Her very future depended upon it.

 

 

Chapter 6

 

 

“I’m rather envious at the care you are lavishing on that blade. Are you hoping to impress me or Isla?”

Alastair glanced up from where he sat on the chaise, polishing his laird’s sword to a gleaming shine. “I want it to look like the weapon of a champion.”

Callum tilted his head. “You didn’t answer my question.”

What was he supposed to say?

Yes, I wish to impress her. Also not just watch, but pleasure your future lady wife. Fuck her until she screams herself hoarse then hold her in my arms as I held you.

“Of course, I wish to impress. A poorly kept blade will hardly find favor with a swordfighter.”

“Alastair. I know you desire Isla. You don’t have to conceal it to protect me. In fact, I wish you wouldn’t because I don’t want any secrets between us. Unless your desire for me has cooled?”

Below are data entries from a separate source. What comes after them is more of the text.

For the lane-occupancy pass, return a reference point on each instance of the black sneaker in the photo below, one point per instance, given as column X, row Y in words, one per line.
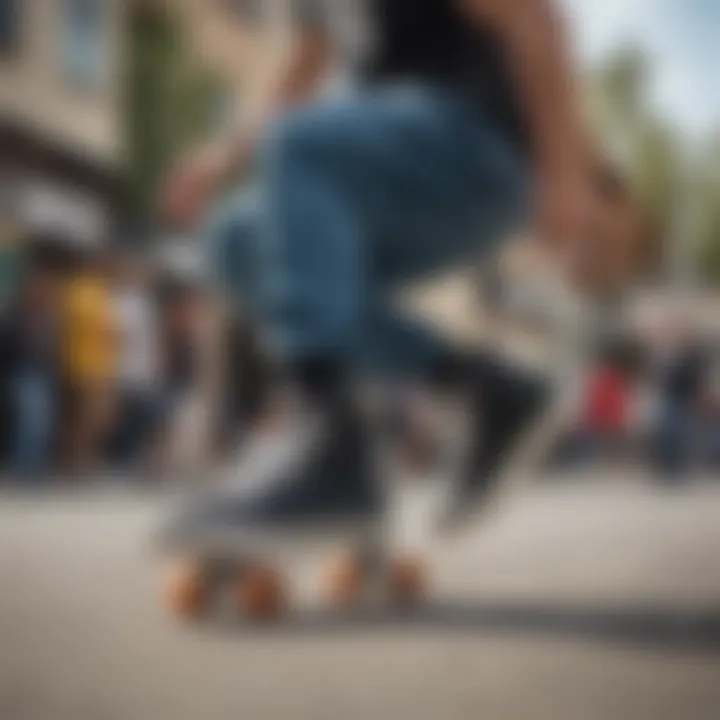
column 309, row 474
column 506, row 404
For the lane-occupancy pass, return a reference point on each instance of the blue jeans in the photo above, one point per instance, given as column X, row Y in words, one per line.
column 357, row 196
column 35, row 420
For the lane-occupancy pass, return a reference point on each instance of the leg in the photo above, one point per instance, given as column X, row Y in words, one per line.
column 367, row 193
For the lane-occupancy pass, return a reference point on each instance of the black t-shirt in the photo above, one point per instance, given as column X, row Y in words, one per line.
column 430, row 41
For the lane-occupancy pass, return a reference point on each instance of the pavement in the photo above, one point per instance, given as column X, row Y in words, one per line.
column 579, row 599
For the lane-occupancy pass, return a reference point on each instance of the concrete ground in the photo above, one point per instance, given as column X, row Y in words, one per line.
column 576, row 601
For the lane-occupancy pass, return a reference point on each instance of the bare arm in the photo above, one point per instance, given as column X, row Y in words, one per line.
column 198, row 176
column 539, row 54
column 298, row 80
column 540, row 57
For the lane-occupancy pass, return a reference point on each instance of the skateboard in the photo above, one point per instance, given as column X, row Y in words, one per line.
column 246, row 579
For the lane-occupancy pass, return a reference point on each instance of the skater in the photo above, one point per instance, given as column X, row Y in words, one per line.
column 459, row 126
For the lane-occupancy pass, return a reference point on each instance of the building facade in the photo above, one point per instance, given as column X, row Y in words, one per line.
column 60, row 140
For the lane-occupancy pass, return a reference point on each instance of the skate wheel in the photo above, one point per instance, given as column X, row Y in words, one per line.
column 407, row 579
column 261, row 594
column 184, row 588
column 344, row 581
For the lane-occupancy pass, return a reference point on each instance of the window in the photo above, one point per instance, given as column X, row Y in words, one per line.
column 9, row 27
column 84, row 52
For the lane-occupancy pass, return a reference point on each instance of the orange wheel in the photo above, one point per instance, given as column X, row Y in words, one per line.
column 184, row 588
column 261, row 594
column 407, row 580
column 344, row 580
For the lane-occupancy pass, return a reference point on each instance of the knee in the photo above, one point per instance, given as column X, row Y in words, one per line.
column 303, row 136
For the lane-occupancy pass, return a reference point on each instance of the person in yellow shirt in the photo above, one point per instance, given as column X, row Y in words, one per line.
column 88, row 357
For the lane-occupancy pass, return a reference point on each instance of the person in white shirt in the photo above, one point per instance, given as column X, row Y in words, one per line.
column 137, row 363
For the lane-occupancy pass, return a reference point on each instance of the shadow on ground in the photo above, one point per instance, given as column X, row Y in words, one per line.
column 658, row 629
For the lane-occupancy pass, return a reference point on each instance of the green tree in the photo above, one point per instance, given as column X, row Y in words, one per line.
column 169, row 104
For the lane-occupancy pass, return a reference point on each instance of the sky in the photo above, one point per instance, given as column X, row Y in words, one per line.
column 681, row 36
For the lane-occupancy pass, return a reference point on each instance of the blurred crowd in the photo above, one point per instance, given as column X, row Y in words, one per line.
column 105, row 369
column 652, row 397
column 100, row 365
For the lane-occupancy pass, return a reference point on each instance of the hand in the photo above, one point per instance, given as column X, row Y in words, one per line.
column 572, row 222
column 564, row 204
column 192, row 182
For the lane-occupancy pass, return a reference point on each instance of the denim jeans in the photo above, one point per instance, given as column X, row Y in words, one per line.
column 35, row 421
column 357, row 196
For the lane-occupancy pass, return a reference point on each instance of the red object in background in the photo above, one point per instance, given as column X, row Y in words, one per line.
column 606, row 409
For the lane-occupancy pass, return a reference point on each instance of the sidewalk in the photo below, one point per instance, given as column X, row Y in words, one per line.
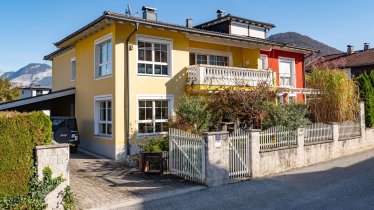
column 109, row 184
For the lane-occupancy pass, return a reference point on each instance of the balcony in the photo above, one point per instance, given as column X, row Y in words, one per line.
column 227, row 76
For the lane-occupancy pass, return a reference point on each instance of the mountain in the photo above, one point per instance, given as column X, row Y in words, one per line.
column 305, row 41
column 35, row 74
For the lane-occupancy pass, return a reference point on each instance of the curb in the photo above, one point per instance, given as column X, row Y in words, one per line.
column 132, row 202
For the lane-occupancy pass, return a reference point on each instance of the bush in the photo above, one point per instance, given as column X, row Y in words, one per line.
column 20, row 133
column 338, row 96
column 193, row 114
column 291, row 116
column 154, row 144
column 366, row 84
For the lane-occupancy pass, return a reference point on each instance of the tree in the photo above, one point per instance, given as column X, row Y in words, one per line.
column 7, row 92
column 366, row 84
column 338, row 96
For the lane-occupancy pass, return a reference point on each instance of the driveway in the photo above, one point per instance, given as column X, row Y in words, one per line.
column 345, row 183
column 106, row 184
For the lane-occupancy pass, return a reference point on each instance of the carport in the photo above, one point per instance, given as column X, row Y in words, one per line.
column 59, row 103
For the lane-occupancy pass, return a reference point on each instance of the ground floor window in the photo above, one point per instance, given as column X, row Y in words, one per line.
column 103, row 116
column 154, row 115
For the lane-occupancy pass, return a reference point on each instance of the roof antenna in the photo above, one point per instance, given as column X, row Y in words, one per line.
column 128, row 10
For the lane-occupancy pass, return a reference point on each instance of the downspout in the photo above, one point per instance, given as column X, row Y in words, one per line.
column 127, row 79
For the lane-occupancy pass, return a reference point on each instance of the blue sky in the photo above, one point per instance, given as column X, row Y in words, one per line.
column 29, row 28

He stilled. Callum was rarely so blunt. Then again, this was an unusual situation. “No,” he said forcefully. “Never. But while I do lust for her, I won’t make trouble or insist you choose…look sharp, laird. A lad approaches the front door.”

“Then we should let the lad in,” said Callum, smoothing his linen shirt, and his hair, for about the twentieth time.

It made Alastair want to kiss him; to disturb that perfect surface. Yet now he wanted to do the same to Isla. To leave his mark on her, let all and sundry know she was his and he would fight beside her unto death.

“Welcome lad,” he called as Callum ushered Isla into the cottage.

She grinned and bowed. “Why thank you, kind sir. I see you are doing good work there.”

Alastair gave the sword blade one last rub with the rag, twisting it one way and the other to ensure no oil spots or finger marks remained. “I pray it shall be deemed worthy of a warrior.”